Braille regression in ben-unicode-internal (and some other unicode char groups)
Jeff Sparkes
jsparkes at gmail.com
Fri Jun 18 09:17:38 EDT 2010
I grabbed the attached HELLO file from gnu.emacs.devel a few months ago.
Somebody had encoded hello into quite a few languages using UTF-8. I
think it's a good test for Ben's unicode branch, which came out quite well.

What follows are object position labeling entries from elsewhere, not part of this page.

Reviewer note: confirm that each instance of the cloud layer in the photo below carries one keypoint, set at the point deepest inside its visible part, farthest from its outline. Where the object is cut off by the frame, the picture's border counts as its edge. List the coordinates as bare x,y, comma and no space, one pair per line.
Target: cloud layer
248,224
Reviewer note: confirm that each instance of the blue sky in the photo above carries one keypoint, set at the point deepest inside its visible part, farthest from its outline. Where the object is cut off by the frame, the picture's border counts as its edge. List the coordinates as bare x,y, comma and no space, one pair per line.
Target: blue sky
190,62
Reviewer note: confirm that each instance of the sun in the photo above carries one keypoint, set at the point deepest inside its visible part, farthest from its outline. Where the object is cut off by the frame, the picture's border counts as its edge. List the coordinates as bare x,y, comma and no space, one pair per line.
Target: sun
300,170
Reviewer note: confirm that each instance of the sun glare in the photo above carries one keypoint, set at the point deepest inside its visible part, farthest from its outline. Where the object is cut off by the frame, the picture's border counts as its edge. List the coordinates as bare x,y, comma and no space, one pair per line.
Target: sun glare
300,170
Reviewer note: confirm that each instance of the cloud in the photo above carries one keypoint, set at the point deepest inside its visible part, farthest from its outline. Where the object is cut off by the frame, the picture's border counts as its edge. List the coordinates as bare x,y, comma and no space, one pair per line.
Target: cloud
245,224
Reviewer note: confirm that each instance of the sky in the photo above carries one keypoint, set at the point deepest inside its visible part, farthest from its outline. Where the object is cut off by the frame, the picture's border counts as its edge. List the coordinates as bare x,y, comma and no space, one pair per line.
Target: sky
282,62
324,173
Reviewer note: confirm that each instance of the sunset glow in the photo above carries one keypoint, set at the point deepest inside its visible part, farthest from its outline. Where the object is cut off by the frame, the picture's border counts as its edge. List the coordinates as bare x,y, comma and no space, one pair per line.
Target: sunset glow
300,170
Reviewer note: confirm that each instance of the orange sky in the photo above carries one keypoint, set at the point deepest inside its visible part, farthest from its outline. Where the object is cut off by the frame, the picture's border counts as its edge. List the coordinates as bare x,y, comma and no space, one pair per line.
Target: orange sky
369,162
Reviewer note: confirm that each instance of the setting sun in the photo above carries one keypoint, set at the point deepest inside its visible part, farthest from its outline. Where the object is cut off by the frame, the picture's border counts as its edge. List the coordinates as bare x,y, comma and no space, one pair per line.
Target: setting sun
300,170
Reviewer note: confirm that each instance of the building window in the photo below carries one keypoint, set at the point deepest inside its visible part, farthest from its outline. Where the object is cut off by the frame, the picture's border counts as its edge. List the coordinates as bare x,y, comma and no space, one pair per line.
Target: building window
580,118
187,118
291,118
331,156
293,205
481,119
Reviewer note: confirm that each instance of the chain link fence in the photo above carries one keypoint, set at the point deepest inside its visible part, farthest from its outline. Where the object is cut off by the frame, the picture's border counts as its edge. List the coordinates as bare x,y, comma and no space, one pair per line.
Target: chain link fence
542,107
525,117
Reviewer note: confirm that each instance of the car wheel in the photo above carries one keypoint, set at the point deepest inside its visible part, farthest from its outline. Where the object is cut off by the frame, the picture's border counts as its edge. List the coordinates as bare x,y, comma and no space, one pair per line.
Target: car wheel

I was comparing the trunk of XEmacs-21.5b29 against ben-unicode-internal
viewing this file. The unicode branch displayed quite a few more
character, but
there were regressions in various character sets. Since they displayed in
b29,
the fonts must be available.
I tested on cygwin 1.7,with similarly configured binaries:
ben-unicode-internal: ./configure -C --with-unicode-internal --with-mule
xemacs: ./configure -C --with-mule
I copied and pasted this from the b29 binary into gmail on Chrome. XEmacs
displayed it as all ~, but it obviously had the right characters. I've
attached the
braille file here:
⠁⠃⠄⠅⠧⣙
Some of the other samples that didn't display in unicode, although
they could be copied and pasted into Chrome.
Braille ⠓⠑⠇⠇⠕
Cyrillic Supplement ԀԁԂԃԄԅԆԇԈԉԊԋԌԍԎԏ
Ogham ᚛ᚁᚂᚃᚄᚅᚆᚇᚈᚉᚊᚋᚌᚍᚎᚏᚐᚑᚒᚒᚔ᚜
Runic ᛒᛁᛏᚱᛅᛁᛋ᛬ᛚᛅᛁᚠᛅ᛬ᚠᚢᛋᛏᚱᛅ᛬ᚴᚢᚦᛅᚾ᛬ᚦᛅᚾ᛬ᛋᚭᚾ᛬ᛁᛚᛅᚾ᛭
Dingbats ✁✆✇✈✉✌✍✐✒✓✟✠
Letterlike Symbols ℀℁ℂ℃℄℅℆ℇ℈℉ℊℋℌℍℎℏ
Optical Character Recognition ⑀⑁⑂⑃⑄⑅⑆⑇⑈⑉⑊
Technical Symbols ⌀⌁⌂⌃⌐⌑⌒⌠⌡⌰⌱⌲⌳⍀⍁⍂⍐⍑⍒
Yijing Hexagram Symbols ☰☱☲☳☴☵☶☷
Chrome doesn't even display ogham and runic. GNU Emacs 23.50 does.
I don't know if XEmacs
--
Jeff Sparkes
jsparkes at gmail.com
-------------- next part --------------
From: kawabata.taichi at gmail.com
Subject: new Emacs HELLO file??
Newsgroups: gmane.emacs.devel
To: emacs-devel at gnu.org
Date: Sat, 29 Aug 2009 06:27:06 +0900
Dear sirs,
This is just a quick thought and proposal to replace Emacs etc/HELLO file.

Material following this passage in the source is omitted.